Local tax court of Düsseldorf rules on transfer of trade tax loss carryforwards following collapse merger of partnership

In a case decided by the local tax court of Düsseldorf (case reference: 11 K 3637/09), a German group streamlined its group structure by merging two corporations that were the sole partners of a limited partnership: the general partner with a 0 % participation was merged into the limited partner with a 100 % participation, with retroactive effect to the end of the previous fiscal year. As a result, the partnership collapsed because, under German civil law, a partnership must have at least two partners or it ceases to exist. The limited partnership had loss carryforwards for trade tax purposes. The tax authorities argued that those loss carryforwards should have been forfeited because of the collapse merger.

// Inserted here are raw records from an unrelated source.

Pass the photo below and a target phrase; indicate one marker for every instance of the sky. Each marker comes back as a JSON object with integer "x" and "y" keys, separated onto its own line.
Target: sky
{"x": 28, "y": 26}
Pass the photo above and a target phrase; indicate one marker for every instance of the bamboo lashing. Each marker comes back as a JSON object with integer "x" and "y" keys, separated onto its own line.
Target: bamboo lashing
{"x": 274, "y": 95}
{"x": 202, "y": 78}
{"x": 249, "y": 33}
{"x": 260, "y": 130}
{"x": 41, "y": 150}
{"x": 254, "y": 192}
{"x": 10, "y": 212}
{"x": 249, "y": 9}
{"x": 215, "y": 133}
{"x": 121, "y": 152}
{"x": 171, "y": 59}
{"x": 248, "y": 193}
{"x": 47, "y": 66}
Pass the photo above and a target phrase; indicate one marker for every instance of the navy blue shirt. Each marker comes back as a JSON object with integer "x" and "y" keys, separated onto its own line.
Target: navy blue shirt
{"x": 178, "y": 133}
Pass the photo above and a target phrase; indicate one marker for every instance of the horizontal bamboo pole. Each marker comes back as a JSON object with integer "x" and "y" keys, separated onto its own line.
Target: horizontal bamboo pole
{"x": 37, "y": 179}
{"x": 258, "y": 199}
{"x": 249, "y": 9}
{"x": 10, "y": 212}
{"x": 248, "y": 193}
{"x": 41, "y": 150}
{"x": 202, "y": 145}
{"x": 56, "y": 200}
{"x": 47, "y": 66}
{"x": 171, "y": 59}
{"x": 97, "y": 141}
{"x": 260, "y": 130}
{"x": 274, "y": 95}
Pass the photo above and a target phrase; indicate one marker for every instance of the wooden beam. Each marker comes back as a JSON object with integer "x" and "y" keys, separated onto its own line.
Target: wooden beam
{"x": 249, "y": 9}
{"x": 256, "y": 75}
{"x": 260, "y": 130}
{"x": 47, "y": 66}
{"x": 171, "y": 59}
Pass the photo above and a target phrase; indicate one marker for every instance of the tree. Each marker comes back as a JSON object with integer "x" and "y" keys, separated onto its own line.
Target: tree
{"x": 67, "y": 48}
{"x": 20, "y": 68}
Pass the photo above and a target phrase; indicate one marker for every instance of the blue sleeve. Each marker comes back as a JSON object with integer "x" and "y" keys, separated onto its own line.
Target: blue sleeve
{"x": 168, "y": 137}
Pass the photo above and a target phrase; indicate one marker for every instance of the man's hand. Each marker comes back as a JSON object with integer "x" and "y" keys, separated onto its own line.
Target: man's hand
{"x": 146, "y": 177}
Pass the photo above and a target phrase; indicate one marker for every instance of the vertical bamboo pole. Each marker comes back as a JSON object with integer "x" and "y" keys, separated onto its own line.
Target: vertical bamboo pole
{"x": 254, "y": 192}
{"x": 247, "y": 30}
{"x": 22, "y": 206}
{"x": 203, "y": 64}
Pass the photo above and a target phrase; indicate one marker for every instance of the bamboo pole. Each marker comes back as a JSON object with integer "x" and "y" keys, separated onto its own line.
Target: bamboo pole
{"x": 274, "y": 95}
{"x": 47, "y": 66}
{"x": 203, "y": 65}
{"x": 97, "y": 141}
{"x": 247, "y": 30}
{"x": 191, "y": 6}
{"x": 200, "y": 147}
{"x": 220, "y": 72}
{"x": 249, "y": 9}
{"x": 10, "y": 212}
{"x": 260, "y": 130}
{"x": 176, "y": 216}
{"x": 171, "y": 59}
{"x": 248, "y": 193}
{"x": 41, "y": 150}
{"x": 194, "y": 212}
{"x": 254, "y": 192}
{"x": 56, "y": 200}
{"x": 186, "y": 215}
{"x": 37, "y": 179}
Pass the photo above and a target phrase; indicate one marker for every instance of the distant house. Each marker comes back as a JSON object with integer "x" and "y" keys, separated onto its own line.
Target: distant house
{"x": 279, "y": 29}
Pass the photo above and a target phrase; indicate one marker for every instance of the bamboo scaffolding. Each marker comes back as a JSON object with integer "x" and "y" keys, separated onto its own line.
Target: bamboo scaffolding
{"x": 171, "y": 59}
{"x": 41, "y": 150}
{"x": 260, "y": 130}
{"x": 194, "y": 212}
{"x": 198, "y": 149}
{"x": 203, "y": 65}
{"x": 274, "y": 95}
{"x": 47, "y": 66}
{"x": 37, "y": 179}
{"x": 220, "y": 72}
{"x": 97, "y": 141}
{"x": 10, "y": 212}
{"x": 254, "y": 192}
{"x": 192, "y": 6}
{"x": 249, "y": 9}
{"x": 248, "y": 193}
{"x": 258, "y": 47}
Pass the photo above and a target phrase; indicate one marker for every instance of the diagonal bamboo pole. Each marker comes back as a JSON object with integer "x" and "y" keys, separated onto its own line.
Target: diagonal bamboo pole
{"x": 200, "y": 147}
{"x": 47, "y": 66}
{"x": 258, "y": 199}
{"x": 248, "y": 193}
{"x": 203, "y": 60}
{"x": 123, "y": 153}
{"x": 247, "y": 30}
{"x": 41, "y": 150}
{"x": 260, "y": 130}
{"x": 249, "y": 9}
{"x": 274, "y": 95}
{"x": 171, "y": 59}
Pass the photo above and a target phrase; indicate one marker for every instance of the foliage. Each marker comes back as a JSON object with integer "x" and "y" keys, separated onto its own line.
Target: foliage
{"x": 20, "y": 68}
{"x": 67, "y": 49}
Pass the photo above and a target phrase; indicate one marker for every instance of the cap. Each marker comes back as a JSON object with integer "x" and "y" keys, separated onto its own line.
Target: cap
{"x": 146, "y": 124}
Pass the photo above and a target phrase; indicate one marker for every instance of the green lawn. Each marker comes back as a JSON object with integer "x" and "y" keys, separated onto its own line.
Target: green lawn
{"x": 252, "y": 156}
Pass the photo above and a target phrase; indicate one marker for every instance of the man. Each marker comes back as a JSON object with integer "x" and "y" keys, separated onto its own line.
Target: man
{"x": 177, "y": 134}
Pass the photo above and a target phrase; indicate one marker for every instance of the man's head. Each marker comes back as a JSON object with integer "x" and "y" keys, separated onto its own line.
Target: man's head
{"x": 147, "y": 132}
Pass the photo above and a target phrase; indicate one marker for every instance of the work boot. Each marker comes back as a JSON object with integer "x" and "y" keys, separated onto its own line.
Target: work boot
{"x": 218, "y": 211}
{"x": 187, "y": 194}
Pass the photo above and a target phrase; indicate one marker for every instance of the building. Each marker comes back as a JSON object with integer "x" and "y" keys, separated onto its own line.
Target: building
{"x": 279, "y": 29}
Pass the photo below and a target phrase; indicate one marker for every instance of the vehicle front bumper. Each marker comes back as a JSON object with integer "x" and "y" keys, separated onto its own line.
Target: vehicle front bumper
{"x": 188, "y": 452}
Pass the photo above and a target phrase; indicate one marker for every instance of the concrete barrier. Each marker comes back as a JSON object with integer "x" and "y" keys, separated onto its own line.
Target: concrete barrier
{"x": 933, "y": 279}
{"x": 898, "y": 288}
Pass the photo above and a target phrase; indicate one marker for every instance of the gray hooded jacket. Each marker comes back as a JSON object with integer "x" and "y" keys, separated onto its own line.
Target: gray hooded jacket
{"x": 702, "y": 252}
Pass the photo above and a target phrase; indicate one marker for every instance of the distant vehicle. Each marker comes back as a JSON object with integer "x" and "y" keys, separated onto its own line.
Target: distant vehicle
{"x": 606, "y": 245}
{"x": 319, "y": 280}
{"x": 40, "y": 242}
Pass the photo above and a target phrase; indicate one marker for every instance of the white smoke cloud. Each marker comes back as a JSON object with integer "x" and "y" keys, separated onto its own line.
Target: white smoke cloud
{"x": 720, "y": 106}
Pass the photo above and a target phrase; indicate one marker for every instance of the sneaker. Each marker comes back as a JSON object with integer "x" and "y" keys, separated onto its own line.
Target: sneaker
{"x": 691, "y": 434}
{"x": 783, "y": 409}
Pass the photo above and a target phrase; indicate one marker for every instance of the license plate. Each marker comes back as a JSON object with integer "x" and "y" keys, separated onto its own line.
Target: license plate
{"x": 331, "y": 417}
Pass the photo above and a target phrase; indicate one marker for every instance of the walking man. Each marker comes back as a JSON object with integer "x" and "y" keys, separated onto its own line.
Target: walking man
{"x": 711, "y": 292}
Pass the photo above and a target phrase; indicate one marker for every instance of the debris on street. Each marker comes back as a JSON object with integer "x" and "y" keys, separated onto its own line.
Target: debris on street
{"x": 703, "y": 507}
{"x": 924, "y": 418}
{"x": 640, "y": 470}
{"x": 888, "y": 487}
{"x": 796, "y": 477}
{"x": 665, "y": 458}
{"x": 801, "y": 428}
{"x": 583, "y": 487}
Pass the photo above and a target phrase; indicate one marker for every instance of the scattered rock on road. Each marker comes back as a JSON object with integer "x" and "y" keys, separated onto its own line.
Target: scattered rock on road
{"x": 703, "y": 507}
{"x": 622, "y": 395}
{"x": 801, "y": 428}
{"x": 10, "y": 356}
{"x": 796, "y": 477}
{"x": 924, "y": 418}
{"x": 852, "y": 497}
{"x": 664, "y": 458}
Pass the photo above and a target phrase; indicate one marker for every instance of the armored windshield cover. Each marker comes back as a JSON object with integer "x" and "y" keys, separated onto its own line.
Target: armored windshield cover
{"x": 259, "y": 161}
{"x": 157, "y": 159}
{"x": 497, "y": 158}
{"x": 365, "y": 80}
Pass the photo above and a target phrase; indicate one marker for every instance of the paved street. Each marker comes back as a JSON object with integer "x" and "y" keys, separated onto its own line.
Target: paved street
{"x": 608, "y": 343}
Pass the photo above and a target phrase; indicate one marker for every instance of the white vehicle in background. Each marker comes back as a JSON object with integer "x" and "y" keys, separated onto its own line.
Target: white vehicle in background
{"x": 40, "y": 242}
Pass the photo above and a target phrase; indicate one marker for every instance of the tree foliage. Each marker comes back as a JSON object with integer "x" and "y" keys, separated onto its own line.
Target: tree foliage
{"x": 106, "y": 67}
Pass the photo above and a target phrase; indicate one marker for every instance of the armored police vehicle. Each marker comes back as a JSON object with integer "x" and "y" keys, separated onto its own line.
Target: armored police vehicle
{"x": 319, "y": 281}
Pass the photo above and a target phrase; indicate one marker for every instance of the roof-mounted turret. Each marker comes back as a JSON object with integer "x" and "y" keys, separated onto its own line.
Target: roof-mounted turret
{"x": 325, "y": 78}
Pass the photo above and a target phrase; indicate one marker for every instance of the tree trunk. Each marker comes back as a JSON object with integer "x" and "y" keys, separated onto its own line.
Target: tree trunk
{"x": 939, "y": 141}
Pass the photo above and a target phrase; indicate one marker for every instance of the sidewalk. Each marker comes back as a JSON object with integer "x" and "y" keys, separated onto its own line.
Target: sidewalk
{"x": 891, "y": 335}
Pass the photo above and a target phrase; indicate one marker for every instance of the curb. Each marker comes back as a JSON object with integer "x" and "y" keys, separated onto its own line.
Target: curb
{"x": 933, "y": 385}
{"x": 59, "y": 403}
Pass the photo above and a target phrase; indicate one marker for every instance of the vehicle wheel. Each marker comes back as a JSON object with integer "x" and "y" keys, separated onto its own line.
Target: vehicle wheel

In general terms, a partnership is entitled to use trade tax loss carryforwards only if the loss-using partnership is identical to the partnership that incurred the losses. Consequently, the change of partners results in a partial or total forfeiture of the loss carryforwards. According to the local tax court, the transfer of the partnership’s business to the 100 % limited partner safeguards the identity of the business (no harmful change). The court also clarified that the business that incurred the loss carryforwards must exist only at the time of the transfer: it is not necessary that the business be carried on after the collapse merger (i.e. the loss carryforwards survive even if the partnership’s (former) business is sold).

From a timing perspective, the court clarified that the collapse merger benefits from the retroactive effect of the merger of the corporate partners in the case. The collapse merger into the surviving limited partner is a mandatory consequence. Accordingly, the partnership ceases to exist once the merger of the partners becomes effective for tax purposes. The tax court did not allow an appeal of its decision.